In response to national concerns a decade ago, driven by research
that showed that higher education was making little impact on
students' development of broad competencies and critical thinking,
the provost and president of Purdue University, a research
university, instituted a program whose goals were to build on the
accumulated knowledge on effective teaching to facilitate student
learning, improve outcomes, and change the institutional culture
around teaching and learning - objectives to which many
institutions aspire, but which few consistently attain, or attain
at scale. This book describes the development of Purdue's IMPACT
program (Instruction Matters: Purdue Academic Course
Transformation), from its tentative beginning, when it struggled to
recruit 35 faculty fellows, to the present, when 350 have been
enrolled and the university has more applications than it can
currently handle. Overall, more than 600 courses have been
impacted, many of which have seen significantly reduced DFW rates.
Chantal Levesque-Bristol, whose Center for Instructional Excellence
is part of an institutional team that comprises the Provost's
Office, Teaching and Learning Technologies Unit, Institutional
Assessment, the Purdue University Library and School of Information
Studies, and the Evaluation and Learning Research Center, describes
the evolution of IMPACT, lessons learned, and the central tenets
that have led to its success.
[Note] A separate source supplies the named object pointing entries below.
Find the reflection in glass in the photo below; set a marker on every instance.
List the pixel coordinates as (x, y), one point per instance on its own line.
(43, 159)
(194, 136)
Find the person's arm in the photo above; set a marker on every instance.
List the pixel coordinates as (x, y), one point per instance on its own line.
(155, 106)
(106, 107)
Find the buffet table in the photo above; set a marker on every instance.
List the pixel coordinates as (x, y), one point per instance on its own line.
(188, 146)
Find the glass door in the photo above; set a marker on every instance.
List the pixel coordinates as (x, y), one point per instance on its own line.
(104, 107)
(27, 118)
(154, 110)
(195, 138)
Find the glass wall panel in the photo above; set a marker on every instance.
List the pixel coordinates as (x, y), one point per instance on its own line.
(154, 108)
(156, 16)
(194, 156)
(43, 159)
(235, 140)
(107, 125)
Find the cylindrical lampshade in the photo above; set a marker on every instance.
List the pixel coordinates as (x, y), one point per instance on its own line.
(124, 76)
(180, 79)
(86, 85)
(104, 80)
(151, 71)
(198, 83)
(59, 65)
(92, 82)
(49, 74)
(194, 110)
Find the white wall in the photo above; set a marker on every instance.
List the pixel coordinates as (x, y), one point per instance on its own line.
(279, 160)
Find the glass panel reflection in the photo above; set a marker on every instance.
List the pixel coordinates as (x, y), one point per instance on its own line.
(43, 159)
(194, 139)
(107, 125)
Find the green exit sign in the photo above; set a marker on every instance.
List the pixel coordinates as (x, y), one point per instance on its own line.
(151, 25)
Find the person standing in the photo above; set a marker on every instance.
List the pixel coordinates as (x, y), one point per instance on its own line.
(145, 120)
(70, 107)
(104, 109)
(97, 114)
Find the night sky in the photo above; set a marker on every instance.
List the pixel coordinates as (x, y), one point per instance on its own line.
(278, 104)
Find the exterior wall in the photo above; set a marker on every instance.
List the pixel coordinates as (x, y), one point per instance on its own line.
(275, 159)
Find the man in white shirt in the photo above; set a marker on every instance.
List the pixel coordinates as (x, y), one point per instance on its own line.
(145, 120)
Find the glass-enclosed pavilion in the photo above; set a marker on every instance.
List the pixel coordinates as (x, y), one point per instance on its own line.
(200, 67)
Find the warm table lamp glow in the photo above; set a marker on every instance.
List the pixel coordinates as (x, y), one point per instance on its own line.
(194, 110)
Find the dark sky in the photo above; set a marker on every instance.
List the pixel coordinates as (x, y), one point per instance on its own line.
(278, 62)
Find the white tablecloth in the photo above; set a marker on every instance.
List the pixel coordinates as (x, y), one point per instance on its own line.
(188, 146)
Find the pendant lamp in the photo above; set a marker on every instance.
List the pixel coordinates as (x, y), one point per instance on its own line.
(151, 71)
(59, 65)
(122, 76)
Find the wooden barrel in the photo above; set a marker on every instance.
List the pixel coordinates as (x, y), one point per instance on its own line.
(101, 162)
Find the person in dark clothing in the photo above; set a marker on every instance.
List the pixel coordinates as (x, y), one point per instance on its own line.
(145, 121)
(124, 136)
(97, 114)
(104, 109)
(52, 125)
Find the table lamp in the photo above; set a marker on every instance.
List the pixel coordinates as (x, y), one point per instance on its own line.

The purpose of this book is not only
to describe the program, but also to highlight the importance and
implications of the underlying motivational theoretical framework
guiding the initiative. Having started as a course redesign program
that faltered in achieving its objectives, the breakthrough came
with the introduction of the fundamental motivational principles of
self-determination theory (SDT) followed by the applications of
these principles to the research in higher education leadership and
pedagogy. Giving faculty fellows the autonomy to build on their
disciplinary expertise, pursue their interests and predilections,
within a guided framework, and leveraging interactions with
colleagues through FLCs, stimulated faculty fellows' motivation and
creativity. This book describes the core and structure of the
IMPACT program, presents details of faculty learning curriculum,
explains how the focus on SDT principles shaped the program's
evolution and transformation from a course redesign to a
professional faculty development program, and covers the
considerations behind the formation of faculty fellow IMPACT teams.
A concluding chapter addresses how the IMPACT program, having
helped faculty pivot to emergency remote teaching when the campus
closed owing to the COVID-19 pandemic, is being modified so it can
be successfully sustained online if circumstances require, or as a
means to expand its reach in the future. While the principles
behind this initiative will be of compelling interest to its
primary audience of faculty developers, several chapters will have
appeal to instructors and administrators.